Rapid tightening on the way - the week ahead


Oanda Representative
Central banks playing catchup

There has been incredible resilience in equity markets in recent weeks as central banks have ramped up interest rate expectations, particularly at the Fed, and bond markets have at times priced in a recession. While there have been wobbles in stock markets, they’ve quickly recovered which suggests investors may not be buying the recession warnings.

Of course, all recessions aren’t equal and it’s possible that much lower growth in the near term is already priced in as a result of the multiple headwinds facing the economy. A mild recession probably wouldn’t drastically change anything as far as markets are concerned. Especially if central banks succeed in getting inflation under control again.

Considering their collective record over the last six months or so, there isn’t a huge amount of faith in central banks to fix the mess that is at least partly of their own doing. Perhaps they’ll surprise us all but that will probably mean some big rate hikes over the coming months as they hope to make up for lost time.


Right now the most important economic data release for the Fed is inflation data. Wall Street is buying the Fed’s hawkish turn and is pricing in rate hikes at every policy meeting for the rest of the year, with the next two policy decisions delivering super-sized rate hikes of 50-basis points. The latest inflation report is expected to show pricing pressures are intensifying, with the March reading showing an 8.4% gain from a year ago.

Inflation is widely expected to make a fresh four-decade high and that should justify expectations for a 50-basis rate hike at the May 4th FOMC policy meeting and the start of the balance sheet reduction. Other notable economic releases occur on Thursday and include retail sales and preliminary University of Michigan consumer sentiment reading. On Friday, the Empire manufacturing survey and industrial production data will be released.

It will be another week full of Fed speak, with Bostic, Bowman, Waller, and Evans speaking on Monday, before the latest inflation report. Brainard will be the first to speak after the release on Tuesday, while Barkin will speak later that night.
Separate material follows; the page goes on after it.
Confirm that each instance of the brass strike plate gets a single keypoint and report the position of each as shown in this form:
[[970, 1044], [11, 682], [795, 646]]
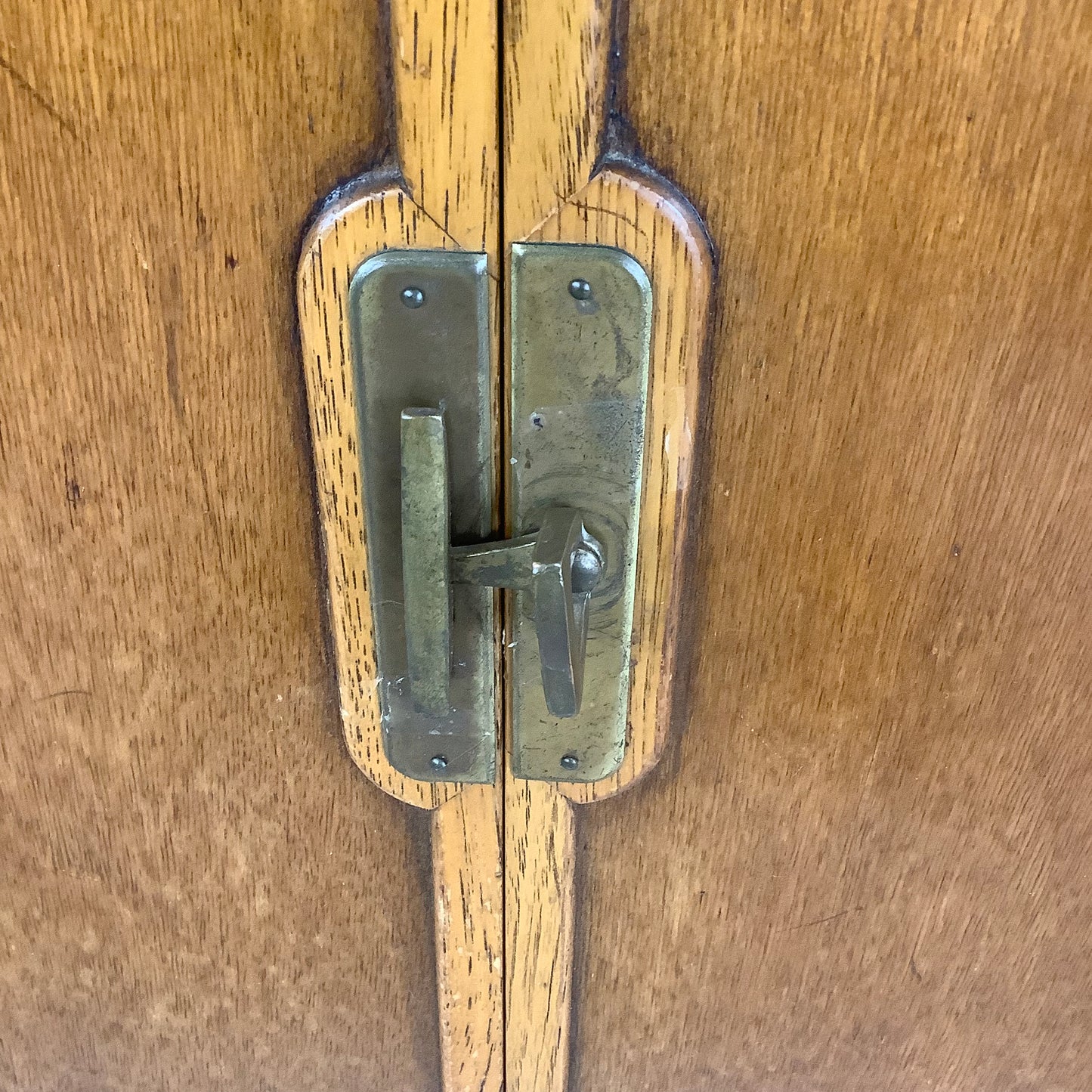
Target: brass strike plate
[[581, 329]]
Mester and Harker will both speak separately on Thursday.


The Ukraine invasion continues to dominate the outlook as far as Europe is concerned, with sanctions imposed coming at a greater cost than those from elsewhere, due to the closer trade ties. And with the low hanging fruit picked, further sanctions will be very damaging unless phased in over a long period of time which to a great extent undermines their impact.

The ECB meeting next week won’t see interest rates rising, as we’re seeing elsewhere, but we could see the tone shifting as the central bank comes to terms with much higher levels of inflation. The ECB became much more hawkish in March but if markets are to be believed, and they’ve very much have with other central banks over the last six months, there’s a lot further to go. We could get an indication that they’re heading that way next week although they may save any big announcements for June when they have fresh economic projections.

The French presidential election kicks off this weekend and the race between Emmanuel Macron and Marine Le Pen has become much closer in recent weeks. Once seen as unelectable, Le Pen is now a serious contender and the two are expected to progress to the second round, at which point some have the vote falling within the margin of error, meaning a victory is not assured for Macron. Many are pointing to Brexit and Trump as evidence that the once seemingly impossible can become very possible and Le Pen could be the next to be added to that list which may make some in Brussels very nervous. A strong showing this weekend could make traders nervous on the open next week.


A shortened week for the UK but we still get the usual data dump with GDP on Monday, jobs report on Tuesday and CPI inflation Wednesday. It’s obvious which is most important in the current environment, with the CPI data potentially telling us whether the BoE is correct to be already cooling its tightening talk. Considering how this has gone so far, I expect the data won’t make for good reading for the MPC.


Russia is facing the steepest recession since the fall of the Soviet Union but currency controls have worked in stabilising the rouble which enabled the CBR to cut rates by 3% on Friday. The Key Rate now stands at 17% and they warned it could be cut further which didn’t trouble the currency.